The section on cash argues that cash flow is the least manipulable financial measure and the most reliable indicator of business health. The authors cite Warren Buffett, the investor and chairman of Berkshire Hathaway, who focuses on a cash measure he calls "owner earnings," a metric similar to free cash flow that captures the cash a business actually generates for its owners. Two contrasting start-up examples drive the point home. "Sweet Dreams Bakery," a profitable cookie manufacturer, runs out of cash because it pays vendors in thirty days while waiting sixty days for customer payments. "Fine Cigar Shops," an unprofitable retailer, accumulates cash because it collects immediately while paying vendors in sixty days. The lesson is that companies need both profit and cash, and the two move on different timelines. The authors then explain the cash flow statement's three categories, operating activities, investing activities, and financing activities, and demonstrate how to construct a cash flow statement from the income statement and balance sheet.

The section on ratios presents four categories of analytical tools. Profitability ratios measure how effectively a company generates profit. Leverage ratios reveal the extent of debt financing. Liquidity ratios indicate whether a company can meet short-term obligations. Efficiency ratios gauge how well a company manages balance sheet items like inventory and receivables. The authors illustrate the power of ratio analysis through analyst Andrew Shore, who detected Sunbeam's bill-and-hold fraud, a scheme in which sales were booked before products were actually delivered to customers, by calculating an abnormally high days sales outstanding ratio, which measures the average time customers take to pay their bills. Shore's findings led to a stock downgrade and the eventual ouster of CEO Al Dunlap.

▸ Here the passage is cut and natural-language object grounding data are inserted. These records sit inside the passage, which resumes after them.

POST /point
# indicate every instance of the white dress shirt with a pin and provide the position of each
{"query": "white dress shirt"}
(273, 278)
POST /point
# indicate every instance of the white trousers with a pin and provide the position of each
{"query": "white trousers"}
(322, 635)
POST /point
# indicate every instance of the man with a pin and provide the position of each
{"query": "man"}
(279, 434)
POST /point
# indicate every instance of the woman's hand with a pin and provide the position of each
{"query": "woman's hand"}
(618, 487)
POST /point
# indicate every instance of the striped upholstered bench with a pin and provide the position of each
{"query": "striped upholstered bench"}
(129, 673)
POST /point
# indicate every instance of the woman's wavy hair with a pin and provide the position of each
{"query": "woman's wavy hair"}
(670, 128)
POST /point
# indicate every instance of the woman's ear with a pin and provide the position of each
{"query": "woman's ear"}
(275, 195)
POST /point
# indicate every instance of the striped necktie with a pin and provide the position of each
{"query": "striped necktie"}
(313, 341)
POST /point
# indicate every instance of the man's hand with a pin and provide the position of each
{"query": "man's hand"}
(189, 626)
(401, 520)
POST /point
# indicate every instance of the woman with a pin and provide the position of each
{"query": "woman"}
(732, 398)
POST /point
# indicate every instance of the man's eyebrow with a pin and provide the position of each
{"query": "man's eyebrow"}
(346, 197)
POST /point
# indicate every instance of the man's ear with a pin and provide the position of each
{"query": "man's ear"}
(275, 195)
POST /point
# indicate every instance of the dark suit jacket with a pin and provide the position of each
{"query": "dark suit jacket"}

The discussion of return on investment introduces the time value of money and three methods for evaluating capital expenditures. The payback method measures how quickly an investment recoups its cost but ignores the time value of money. The net present value (NPV) method discounts future cash flows to their present worth and is the finance professional's preferred tool. The internal rate of return (IRR) method calculates the discount rate at which an investment breaks even in present-value terms. Using a three-investment comparison, the authors show that NPV and IRR can lead to different conclusions and that NPV should generally prevail when they conflict.

The section on working capital management ties the book's lessons together. Working capital, defined as current assets minus current liabilities, cycles through a business as cash becomes inventory, then receivables, then cash again. The cash conversion cycle, calculated as days sales outstanding plus days in inventory minus days payable outstanding, measures how long a company's cash is tied up. The authors detail specific levers for improvement: reducing collection times, managing inventory to minimize frozen cash, and balancing prompt vendor payment against cash conservation.

The book concludes by arguing that financial intelligence should extend beyond the owner to all managers and employees. The authors cite research from the Center for Effective Organizations showing that sharing business performance information and training employees to understand the business were both positively correlated with productivity, customer satisfaction, and profitability. They describe open-book management, practiced at Setpoint Systems and other entrepreneurial companies, in which employees see the financials, understand what the numbers mean, and take responsibility for improving them. Finally, the authors outline four generic growth strategies: expanding the existing business, opening new locations, adding products and services, and acquiring other companies. Each demands distinct financial skills, and the authors stress that financial intelligence is essential for executing any of them well.